The answer to that is 36 friends. At 36 friends there is a 50.2% chance that one of them has a birthday in the 1 week you have specified.

Interestingly at 35 friends the chances of one having a birthday +/- 3 days of your own is less than the chances of any two of you having the same birthday. I bet without doing the calculation, people would think the other way round.

In reply to Tall Clare:

If you fix a specific week then it turns out you need at least 36 friends to have better than even chances of at least two birthdays in that week. (I'm assuming that you mean 7 days? 20 - 27 Sep = Friday to Friday = eight days!).

But to have more than 50:50 chance of at least two people having a birthday in *some* week you only need 9 friends (which even some mathematicians might achieve). Or to put it another way, if you have more than 33 friends then there's only a 1 in a million chance that none share a birthday week.

In reply to Philip:

I had 3 friends (out of 150) give birth on the same day earlier this year.

In reply to Philip:

Nope, that's not the week of mine (I'm 3rd April, and I have a twin, so that automatically skews that one) - it's the week approximately nine months after Christmas. I have noticeably more friends born during that week than any other week.

In reply to Tall Clare:

The answers that we've given so far all assume that births are randomly distributed, so the answers will be the same for any given week.

In particular, these calculations don't account for twins or the fact that lots of your friends' parents like a shag at Christmas.

In reply to crossdressingrodney:


My cousins (brothers) are 23rd and 24th December. 4 years apart (but not leap years). Clearly my Uncle did something right in March only a 4 yearly cycle!

In reply to crossdressingrodney:

Here's an interesting (perhaps) article about exactly that which shows that a) births in the US at least are not randomly distributed, with September being the busiest month with 7% higher than the average number of births, and b) this non-randomness doesn't substantially affect the results of the non week-specific problem.

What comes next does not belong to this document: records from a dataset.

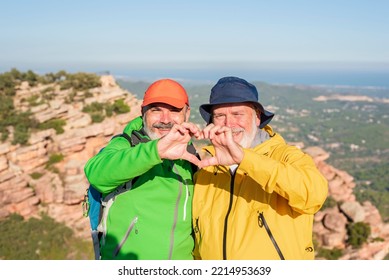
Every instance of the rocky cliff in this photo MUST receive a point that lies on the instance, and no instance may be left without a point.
(59, 191)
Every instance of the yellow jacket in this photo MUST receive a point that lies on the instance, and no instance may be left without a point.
(264, 211)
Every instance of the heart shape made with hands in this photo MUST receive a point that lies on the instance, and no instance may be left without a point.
(227, 152)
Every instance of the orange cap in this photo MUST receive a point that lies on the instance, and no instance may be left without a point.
(166, 91)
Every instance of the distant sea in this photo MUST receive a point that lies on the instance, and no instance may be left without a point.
(352, 78)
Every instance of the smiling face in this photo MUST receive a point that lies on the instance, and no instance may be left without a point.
(159, 118)
(242, 118)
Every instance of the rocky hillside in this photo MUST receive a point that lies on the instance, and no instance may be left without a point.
(30, 183)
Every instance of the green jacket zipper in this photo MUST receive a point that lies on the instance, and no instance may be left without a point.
(130, 228)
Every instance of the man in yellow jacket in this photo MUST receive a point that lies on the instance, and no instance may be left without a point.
(255, 196)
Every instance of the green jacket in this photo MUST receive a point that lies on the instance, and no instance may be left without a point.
(153, 219)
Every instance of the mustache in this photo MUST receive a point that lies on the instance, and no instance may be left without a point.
(237, 130)
(163, 125)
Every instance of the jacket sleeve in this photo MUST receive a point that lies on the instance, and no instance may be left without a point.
(118, 163)
(290, 173)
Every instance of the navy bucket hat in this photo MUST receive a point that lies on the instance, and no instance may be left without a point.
(234, 90)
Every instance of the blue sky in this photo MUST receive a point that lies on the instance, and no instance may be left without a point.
(92, 35)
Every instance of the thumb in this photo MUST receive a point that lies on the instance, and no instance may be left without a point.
(208, 162)
(191, 158)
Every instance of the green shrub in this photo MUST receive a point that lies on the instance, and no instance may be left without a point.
(57, 124)
(329, 254)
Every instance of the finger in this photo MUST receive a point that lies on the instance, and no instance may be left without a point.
(208, 162)
(207, 129)
(191, 158)
(193, 129)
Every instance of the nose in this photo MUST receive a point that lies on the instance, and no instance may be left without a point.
(165, 116)
(228, 121)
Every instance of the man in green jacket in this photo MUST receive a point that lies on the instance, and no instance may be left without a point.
(150, 217)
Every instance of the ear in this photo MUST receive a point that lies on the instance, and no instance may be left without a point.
(257, 118)
(187, 114)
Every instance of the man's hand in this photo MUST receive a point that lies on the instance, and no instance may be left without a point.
(173, 145)
(227, 151)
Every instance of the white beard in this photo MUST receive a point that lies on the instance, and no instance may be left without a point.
(247, 139)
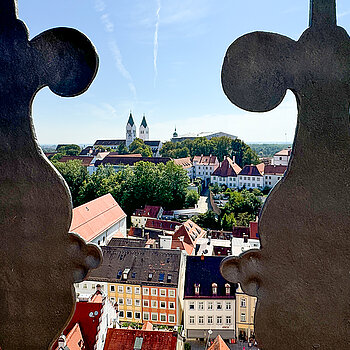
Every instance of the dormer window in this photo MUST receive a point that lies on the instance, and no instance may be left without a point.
(214, 287)
(196, 289)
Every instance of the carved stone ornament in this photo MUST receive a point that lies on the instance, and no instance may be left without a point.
(301, 275)
(39, 260)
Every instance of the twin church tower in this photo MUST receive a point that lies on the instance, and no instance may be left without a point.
(131, 130)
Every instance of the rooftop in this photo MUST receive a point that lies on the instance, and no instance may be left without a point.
(253, 170)
(205, 271)
(143, 265)
(92, 218)
(227, 168)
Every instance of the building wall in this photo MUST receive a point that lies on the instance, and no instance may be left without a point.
(108, 319)
(159, 305)
(203, 314)
(245, 307)
(228, 181)
(86, 288)
(250, 181)
(139, 221)
(270, 180)
(129, 299)
(204, 171)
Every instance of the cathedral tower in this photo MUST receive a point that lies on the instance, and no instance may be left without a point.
(144, 130)
(130, 131)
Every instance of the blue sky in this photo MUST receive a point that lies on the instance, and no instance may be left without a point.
(163, 58)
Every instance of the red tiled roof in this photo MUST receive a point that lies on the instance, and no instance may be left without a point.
(205, 160)
(162, 224)
(74, 339)
(275, 169)
(184, 162)
(227, 168)
(177, 244)
(87, 316)
(130, 160)
(92, 218)
(219, 344)
(85, 161)
(151, 211)
(124, 339)
(147, 326)
(190, 232)
(284, 152)
(253, 170)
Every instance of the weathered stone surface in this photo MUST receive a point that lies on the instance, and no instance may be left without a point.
(301, 274)
(39, 260)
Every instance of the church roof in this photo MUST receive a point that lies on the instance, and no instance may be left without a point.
(144, 123)
(131, 120)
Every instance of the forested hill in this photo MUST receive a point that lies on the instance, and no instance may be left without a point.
(268, 149)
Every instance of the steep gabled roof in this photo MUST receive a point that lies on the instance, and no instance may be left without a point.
(92, 218)
(205, 271)
(151, 211)
(162, 264)
(227, 168)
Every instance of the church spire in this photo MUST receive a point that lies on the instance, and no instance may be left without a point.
(144, 123)
(131, 120)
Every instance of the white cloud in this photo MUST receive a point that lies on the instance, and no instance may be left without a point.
(120, 65)
(274, 126)
(155, 43)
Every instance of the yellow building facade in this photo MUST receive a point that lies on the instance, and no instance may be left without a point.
(245, 310)
(129, 299)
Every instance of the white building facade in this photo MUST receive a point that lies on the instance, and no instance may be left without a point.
(204, 166)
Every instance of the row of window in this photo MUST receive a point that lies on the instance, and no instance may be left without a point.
(146, 291)
(219, 319)
(210, 320)
(147, 303)
(146, 316)
(210, 305)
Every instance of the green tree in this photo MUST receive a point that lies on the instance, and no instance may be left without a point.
(101, 182)
(69, 150)
(75, 175)
(122, 149)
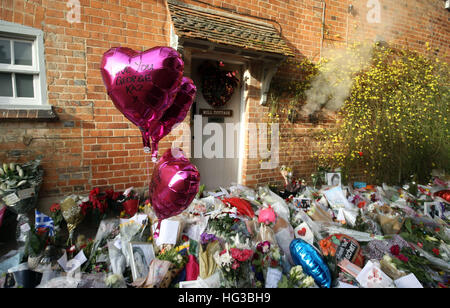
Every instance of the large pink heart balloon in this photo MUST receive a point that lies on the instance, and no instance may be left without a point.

http://www.jstor.org/stable/2685309?seq=1

I seem to recall reading somewhere once that the birth distribution in Scandinavia was even more skewed towards the Autumn, since there's not much else to do on those long winter nights...

In reply to crossdressingrodney:


Nice!
Reminds me of
http://www.blue-straggler.net/miTunes/NeitherOfUs.mp3

Hmm the mp3 seems to have "rotted" a bit - got squeaks and jumps but kind of works

In reply to Philip:

Leap years, possibly ?

In reply to Philip:

My brother and a former housemate of mine share a birthday. 2 days after my cousin and step sister. I did once know a girl called Kerry who shared my birthday. That was a bit weird.

In reply to Philip:

To answer your original question:

If you have at least 36 friends, you have better than even chances of having at least two pairs share a birthday*.

As it turns out, regardless of how many friends you have, there are *never* better than 50:50 odds that exactly one pair share a birthday. The best you can do is 28.0% with 39 friends.

* For the pedants: this happens to be true whether or not you consider a triple-birthday coincidence (a, b, c) to count as three distinct birthday pairs (a, b) and (a, c) and (b, c).

In reply to ceri:


I once met a girl called Karma who shared my birthday (she also shared my cringing at her name, bemoaning her befuddled hippy parents )

In reply to Blue Straggler:

That's beautiful. I just realised I've never heard their radio stuff before, so thanks for that.